久しぶりの場所

ここのところずっと、頭の中でもやもやとしていることがあり、それは親に関して、ある選択をしておくということだった。たまに弟と話をした時に、そのことについて僕が思っていることを話し、そして弟の意見も聞いていたので、今朝起きた時に「この方向が一番いいんじゃないか」と思って、母親とふたりの時にそのことを話してみた。やがて父親も部屋に来たので、この際だからと、「こうしたいと思うのだけど」と話すと、父親は若干納得のいかない様子を最初見せたけれども、僕が「この方法なら皆に中立的で、いちばん都合がいいんじゃないか」というようなことを話すうちに、次第に話を聞いてくれるようになった。そして、そのことについては一度説明書も取り寄せて、また検討してみることにした。
お昼から、以前から確保している山中の狭い土地を「見に行こう」と、父が珍しく僕に言うので、犬を連れて二人でそこを訪れた。

30年近く前、その同じ場所へ「さかき」や「しきび」を採りによく出かけていた。僕はひきこもりの最中で、けれどもそうして商売に使う樹々を採取しに山へ出かけることは出来た。僕に一番なついてくれていた白茶の中型犬を連れ、カローラのバンで出かけた。今から考えるとあの頃は父も僕もやはり若く体力があったのだなと思う。車を道の端に停めておいてから、山の斜面の細い道を上り、さらに奥深くまで歩いて、目当てのものが固まって生えている場所でたくさんそれらを採って束にしては、帰り、高所に建てられた鉄塔のあたりでしばらく休みを取り、束をかついで斜面を下りて車まで戻ってきた。
その頃、いつも僕らの後に付いたり先行したりして同様に山中を歩いていた犬が、山の斜面を下りようかという時に猿がいるのを見つけて追いかけ出したことがあった。僕はそれを止めようと彼の名前を一生懸命叫んだけれど、当人は猿を追うのに夢中で聞く風でなく、そのままにしておくと戻ってくるのに時間がかかりそうだったから僕も彼の後を追いかけた。すると、ちょっと先の方で木の上にいる数匹の猿を見上げて吠える犬の周囲に、他にも猿の姿がチラホラと見えて、僕は、「これはもしかすると自分も猿に攻撃されるんじゃないか」と怖くなり、最後に犬についてくるように言ってからそっとそこを離れて斜面を降り、車まで戻った。
先に戻っていた父親に経過を話して、もう一度二人して大きな声で山に向かって犬の名を呼ぶけれど、「ワンッワンッ」という威嚇の声は聞こえても、全く戻って来る気配がなかったので、仕方なく彼をそのまま山に置いていったん家に戻ることにした。夕方、再びそこへ戻ってみると、犬は墓地の水飲み場に巧みに前足を置いて、一生懸命水を飲んでいた。あきれて「おい、お前!」と呼ぶと、こちらを向いてうれしそうに駆け寄ってきた。
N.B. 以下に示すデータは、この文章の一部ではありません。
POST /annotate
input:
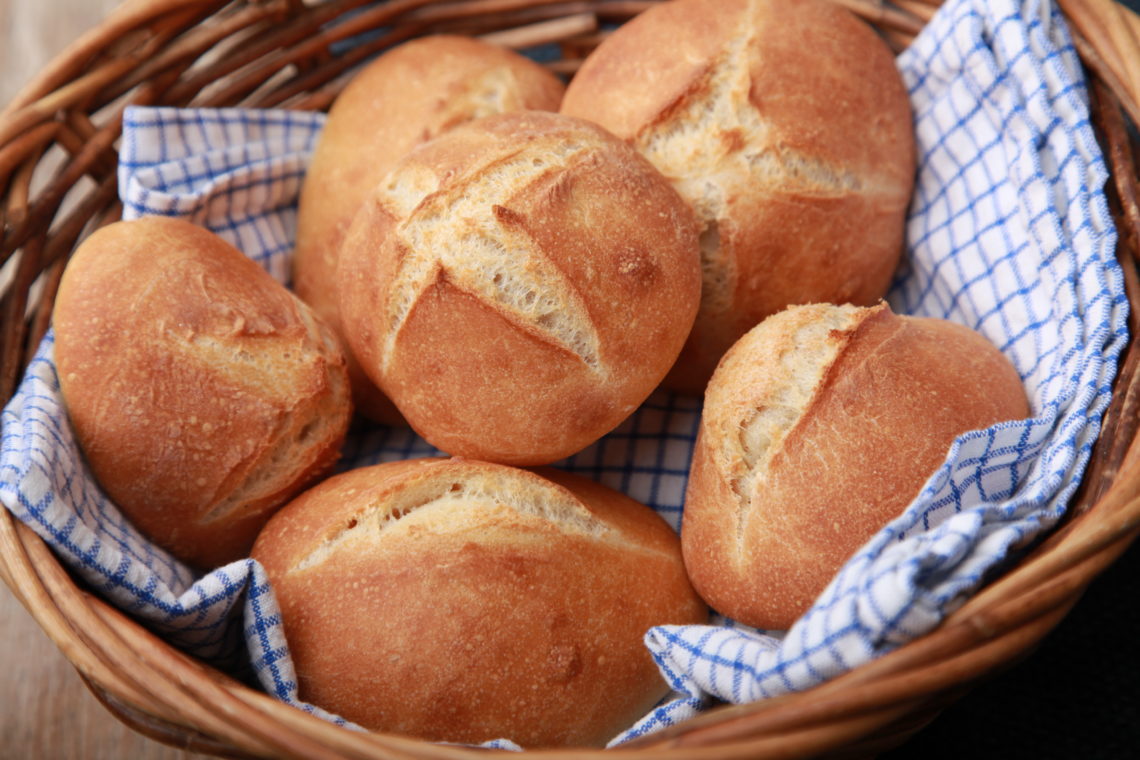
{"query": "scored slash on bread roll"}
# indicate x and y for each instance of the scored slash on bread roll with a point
(464, 602)
(788, 129)
(404, 98)
(519, 285)
(820, 426)
(203, 394)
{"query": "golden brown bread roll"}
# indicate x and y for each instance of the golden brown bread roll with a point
(203, 394)
(519, 285)
(404, 98)
(819, 427)
(463, 602)
(788, 128)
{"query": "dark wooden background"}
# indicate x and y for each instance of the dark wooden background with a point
(1077, 696)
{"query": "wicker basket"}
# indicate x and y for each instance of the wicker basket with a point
(57, 173)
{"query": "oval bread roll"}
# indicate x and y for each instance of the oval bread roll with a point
(407, 96)
(459, 601)
(788, 128)
(519, 285)
(202, 393)
(819, 427)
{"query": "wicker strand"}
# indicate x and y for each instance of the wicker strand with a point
(286, 52)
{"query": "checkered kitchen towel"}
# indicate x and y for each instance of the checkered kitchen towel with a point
(1009, 234)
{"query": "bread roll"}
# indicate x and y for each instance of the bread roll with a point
(405, 97)
(820, 426)
(519, 285)
(202, 393)
(788, 128)
(463, 602)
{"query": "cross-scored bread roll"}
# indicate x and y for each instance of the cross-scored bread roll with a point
(464, 602)
(820, 426)
(788, 129)
(202, 393)
(407, 96)
(519, 285)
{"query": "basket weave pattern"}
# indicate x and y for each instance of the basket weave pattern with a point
(57, 172)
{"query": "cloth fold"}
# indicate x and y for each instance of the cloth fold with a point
(1009, 234)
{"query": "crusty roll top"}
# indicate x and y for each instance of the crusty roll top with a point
(202, 392)
(459, 601)
(520, 277)
(787, 127)
(820, 426)
(406, 97)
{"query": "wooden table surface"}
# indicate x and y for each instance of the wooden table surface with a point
(46, 712)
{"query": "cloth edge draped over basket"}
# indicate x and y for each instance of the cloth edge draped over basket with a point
(1009, 234)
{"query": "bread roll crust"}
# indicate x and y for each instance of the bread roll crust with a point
(459, 601)
(404, 98)
(519, 285)
(202, 393)
(788, 128)
(820, 426)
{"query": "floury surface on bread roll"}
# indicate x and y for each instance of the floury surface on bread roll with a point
(404, 98)
(819, 427)
(465, 602)
(202, 393)
(788, 128)
(519, 285)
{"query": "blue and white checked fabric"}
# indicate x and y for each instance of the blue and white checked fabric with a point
(1009, 234)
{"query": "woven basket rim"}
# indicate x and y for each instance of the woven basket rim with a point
(170, 696)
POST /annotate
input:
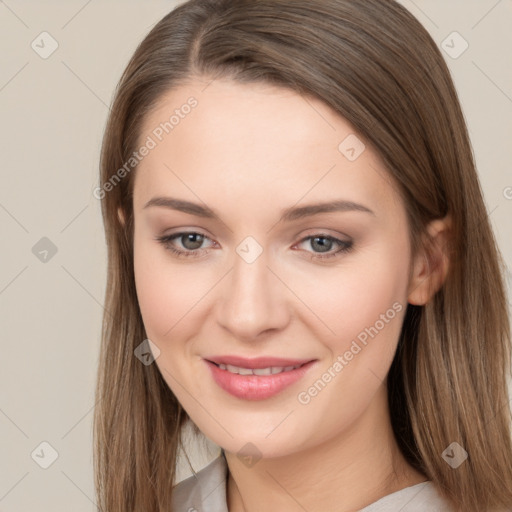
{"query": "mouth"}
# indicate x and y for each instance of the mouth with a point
(255, 381)
(269, 370)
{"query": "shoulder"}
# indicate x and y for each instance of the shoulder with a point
(422, 497)
(204, 491)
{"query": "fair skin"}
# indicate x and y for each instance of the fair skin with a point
(248, 152)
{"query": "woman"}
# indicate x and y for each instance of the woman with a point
(301, 264)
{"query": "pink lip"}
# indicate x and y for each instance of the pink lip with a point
(257, 362)
(257, 387)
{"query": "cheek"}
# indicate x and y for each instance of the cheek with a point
(165, 293)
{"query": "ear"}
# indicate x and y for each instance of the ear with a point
(430, 266)
(120, 214)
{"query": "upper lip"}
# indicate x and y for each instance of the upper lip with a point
(257, 362)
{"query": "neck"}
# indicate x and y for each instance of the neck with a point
(351, 470)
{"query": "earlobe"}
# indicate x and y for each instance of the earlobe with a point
(431, 264)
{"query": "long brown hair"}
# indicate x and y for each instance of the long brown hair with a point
(376, 65)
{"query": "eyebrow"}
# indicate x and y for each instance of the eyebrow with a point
(290, 214)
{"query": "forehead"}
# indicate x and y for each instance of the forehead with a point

今日行ったその場所は、20年前とそんなに変わりなく思えたけれど、当時から道沿いにあった墓地はさらに拡張されて、イノシシを避けるフェンスが設けられていた。父はフェンスにかけられていた区画図を見ながら場所を伝えたので、僕らは車を降りてそこを見に行った。まだ何にも立っていないけれど、方形に石で囲まれ雑草も取り除かれている。父親は「これは、誰かが草引きしてくれはったんやなあ」と言う。やがて、自分たちの場所の世話をしに来られたお父さんとその息子さんたちが、石をきれいにしたり水を汲んできて花をいけたりされ始めて、誰にでも気さくに話しかける父親は「どちらから?」とか話を始めた。紐もつけないで連れて来た犬が、おそれていた通り、その方々の周りを無作法に歩き回り、呼んでもなかなか捕まえようとさせない。最後にはバケツに汲んでおかれた水も飲もうとするのでほんとうに恥ずかしかった。
僕は、物事を進めるとき、たいてい衝動的に進めてしまう。計画的に何かをする、のが苦手だ。試験勉強も追いつめられて一夜漬けで臨むことが多かったし、小学生の頃は夏休みに家でのんびりと過ごし過ぎて、宿題に何一つ手をつけていないのに、ある日ふとカレンダーを見たら休みがあと数日しか残っていないのを見て震撼としたのを想い出す。そして、たいてい休み中に宿題を終わらせることが出来ず、学校が始まってからだましだましやったり、結局できなかったりした。
「計画的に物事を進めるのが苦手」な割には「先の見通しが立たないと不安が強くなる」という性質もあるので、この相矛盾した傾向のために小さな頃から苦しめられた。
お借りしている父の庭の家に戻ると疲れが出てきて、横になったらそのまま夕方まで寝ていた。起きると、父は玄関先を掃いて庭に水を撒いていた。そのまま夕方の買い物をして、暑いのにうどんと、鶏や白菜、水菜を入れた鍋を作った。僕は味の感覚がよくわからなくなってしまっていて、かなり薄めだったらしく、母親が最後にだし汁を入れてうまく食べれるように調節をしていた。